What a horrifying story. Made worse by torturing the kid who they knew had nothing to do with it. The evil inside some in our society is unspeakable. Laughed when he got his 135 year sentence.
Yeah horrifying is the right word. I spent time after reading it trying to make sense of it b/c it's terrifying to think that it happened simply b/c it was something to do or that it was enjoyable to these guys.
What I think you see, when I re-read it, is the effect of tremendous, oppressive poverty and desperation and the dark psychological effects they have on some people.
I mean the dude Strickland didn't even have a connection, really, to Isaiah smith. Why the did he care so much about getting revenge? And the sexual assault stuff is just insane. The only possible explanation is that they all saw the two kids as privileged (white in one case) class and therefore enemies, essentially.

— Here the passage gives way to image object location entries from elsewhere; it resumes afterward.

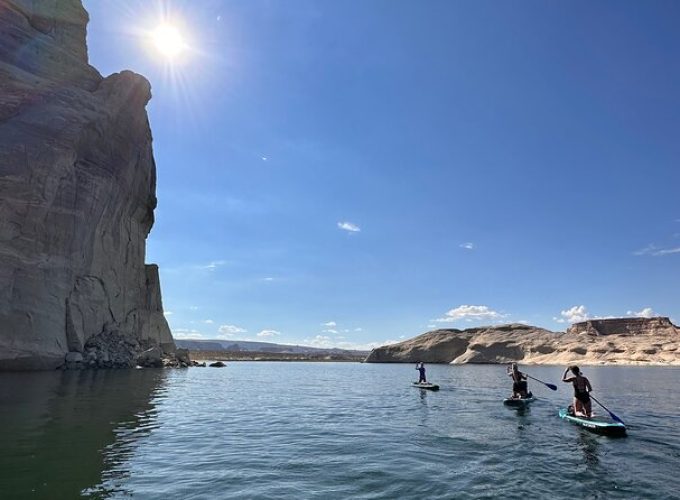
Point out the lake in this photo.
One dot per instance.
(331, 430)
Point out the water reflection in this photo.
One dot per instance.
(59, 429)
(589, 445)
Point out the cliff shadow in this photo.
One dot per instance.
(59, 429)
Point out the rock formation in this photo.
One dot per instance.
(77, 195)
(610, 341)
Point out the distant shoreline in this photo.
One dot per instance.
(272, 356)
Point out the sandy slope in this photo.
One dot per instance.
(610, 341)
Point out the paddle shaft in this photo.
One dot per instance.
(549, 386)
(611, 413)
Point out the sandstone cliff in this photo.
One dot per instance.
(77, 195)
(615, 341)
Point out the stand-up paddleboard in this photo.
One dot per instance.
(521, 402)
(597, 425)
(426, 385)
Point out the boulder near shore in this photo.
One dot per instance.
(77, 200)
(625, 341)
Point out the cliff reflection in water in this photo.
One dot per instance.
(61, 431)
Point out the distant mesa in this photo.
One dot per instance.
(601, 341)
(264, 351)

Even when they get $1500, they spend it all immediately. It's crazy. And laughing at the sentence I read as being happy to go to jail rather than continue living whatever life that was.

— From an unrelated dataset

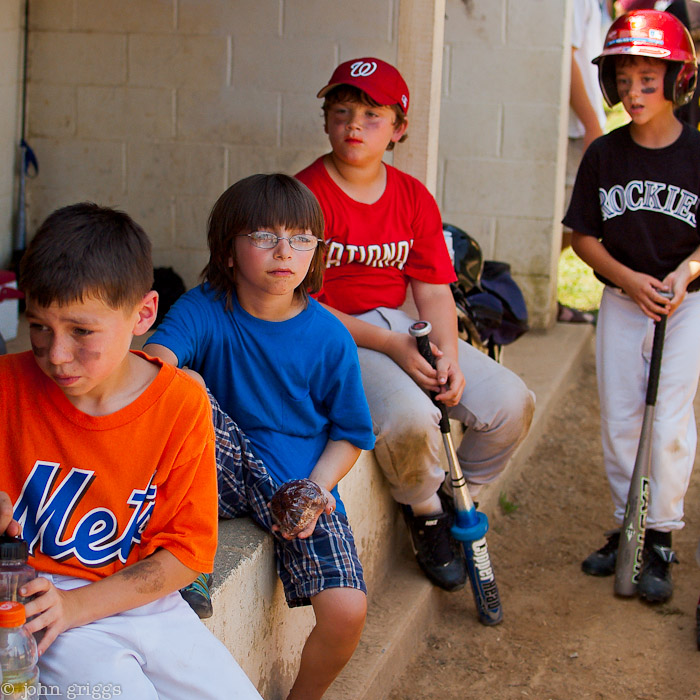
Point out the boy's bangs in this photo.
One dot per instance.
(87, 251)
(281, 204)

Of course the two stories that kind of get lost amid the absolute insanity of the torture narrative are:
-- smith got out. He had a chance to graduate from a good school! Sports got him out of this junk ... but he still couldn't just take advantage of his good fortune -- needed to not only deal drugs but brag about and then try to set up a scam on the drug dealers. That type of story just really bums me out.
-- yet another miserable example of how sports has become way too important in our world. The U of R coaches and administration are looking the other way on some kid so they can go 5-4? Really? They could lose 70 straight games and I doubt I or anyone I know would even be aware of it. What are they doing? It feels like a good time to say the type of thing that I don't think gets said enough: from the perspective of a 39-year-old father of three, if you or your kid played/plays football at u of r or baseball at shippensburg or soccer at lycoming -- I don't care. Like, not even a small amount. It's cool but completely irrelevant. I don't think people quite understand this. I care as much about that as I do about the latest annoying story about what your dog did or how great a round of golf you had when I wasn't there to see it.
If you/your kid played/plays a major sport somewhere big, it's cool. Really, it is. But even so, I still don't really care that much. If I bump to Tyler lydon today is think it was unusual but I wouldn't speak to him (or bother him) and I would probably forget I ever saw him two years from now.
Not sure where this rant is going other than to say -- if you're a coach or administrator at a place like u of r and one of your athletes screws up somehow -- the life lesson learned is waaaaaay more important than the 9 tackles you need to replace this Saturday.